On 10/12/2015 11:12 PM, Gregory Farnum wrote:
> On Mon, Oct 12, 2015 at 9:50 AM, Mark Nelson <mnelson@redhat.com> wrote:
>> Hi Guy,
>>
>> Given all of the recent data on how different memory allocator
>> configurations improve SimpleMessenger performance (and the effect of memory
>> allocators and transparent hugepages on RSS memory usage), I thought I'd run
>> some tests looking how AsyncMessenger does in comparison.  We spoke about
>> these a bit at the last performance meeting but here's the full write up.
>> The rough conclusion as of right now appears to be:
>>
>> 1) AsyncMessenger performance is not dependent on the memory allocator like
>> with SimpleMessenger.
>>
>> 2) AsyncMessenger is faster than SimpleMessenger with TCMalloc + 32MB (ie
>> default) thread cache.
>>
>> 3) AsyncMessenger is consistently faster than SimpleMessenger for 128K
>> random reads.
>>
>> 4) AsyncMessenger is sometimes slower than SimpleMessenger when memory
>> allocator optimizations are used.
>>
>> 5) AsyncMessenger currently uses far more RSS memory than SimpleMessenger.
>>
>> Here's a link to the paper:
>>
>> https://drive.google.com/file/d/0B2gTBZrkrnpZS1Q4VktjZkhrNHc/view
>
> Can you clarify these tests a bit more? I can't make the number of
> nodes, OSDs, and SSDs work out properly. Were the FIO jobs 256
> concurrent ops per job, or in aggregate? Is there any more info that
> might suggest why the 128KB rand-read (but not read nor write, and not
> 4k rand-read) was so asymmetrical?
>

Hi Greg,

Resending this to the list for posterity as I realized I only sent it 
you earlier:

- 4 Nodes
- 4 P3700s per node
- 4 OSDs per P3700 (Similar to Intel's setup in Jiangang and Jian's paper)

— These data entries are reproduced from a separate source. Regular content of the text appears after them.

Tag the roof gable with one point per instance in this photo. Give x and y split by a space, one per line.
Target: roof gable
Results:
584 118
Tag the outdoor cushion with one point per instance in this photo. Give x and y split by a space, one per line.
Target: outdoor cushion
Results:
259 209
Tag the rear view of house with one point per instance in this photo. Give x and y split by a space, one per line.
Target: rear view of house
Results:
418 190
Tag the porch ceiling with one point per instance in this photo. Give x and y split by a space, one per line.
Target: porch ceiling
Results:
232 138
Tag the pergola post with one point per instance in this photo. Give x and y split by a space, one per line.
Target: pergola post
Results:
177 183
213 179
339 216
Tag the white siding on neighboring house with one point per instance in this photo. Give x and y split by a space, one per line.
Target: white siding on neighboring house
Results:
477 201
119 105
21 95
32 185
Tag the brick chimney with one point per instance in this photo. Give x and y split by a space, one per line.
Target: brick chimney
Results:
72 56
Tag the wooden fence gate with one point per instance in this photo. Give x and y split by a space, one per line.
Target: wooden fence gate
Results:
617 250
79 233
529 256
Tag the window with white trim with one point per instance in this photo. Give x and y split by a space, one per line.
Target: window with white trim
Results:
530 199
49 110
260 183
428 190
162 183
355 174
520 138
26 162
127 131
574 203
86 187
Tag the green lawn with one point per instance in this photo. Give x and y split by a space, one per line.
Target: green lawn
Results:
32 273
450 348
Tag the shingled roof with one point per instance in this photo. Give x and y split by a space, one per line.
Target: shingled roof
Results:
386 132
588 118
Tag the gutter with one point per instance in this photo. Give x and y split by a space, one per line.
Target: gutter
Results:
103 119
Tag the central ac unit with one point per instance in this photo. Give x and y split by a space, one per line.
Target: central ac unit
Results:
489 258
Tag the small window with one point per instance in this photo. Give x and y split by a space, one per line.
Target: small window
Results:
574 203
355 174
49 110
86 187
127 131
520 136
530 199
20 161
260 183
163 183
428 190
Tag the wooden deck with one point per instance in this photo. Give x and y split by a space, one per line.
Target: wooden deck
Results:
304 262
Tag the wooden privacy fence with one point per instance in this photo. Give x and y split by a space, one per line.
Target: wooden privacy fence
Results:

Each node also acted as an fio client using the librbd engine:

- 4 Nodes
- 2 volumes per node
- 1 fio process per volume
- 32 concurrent IOs per fio process

The 128KB random read results are interesting.  In memory allocator 
tests I saw performance decrease with more threadcache or when TCMalloc 
was used, and in the past I've seen odd performance characteristics 
around this IO size.  I think it must be a difficult case for the memory 
allocator to handle consistently well and AsyncMesseneger maybe just 
sidesteps the problem.

Mark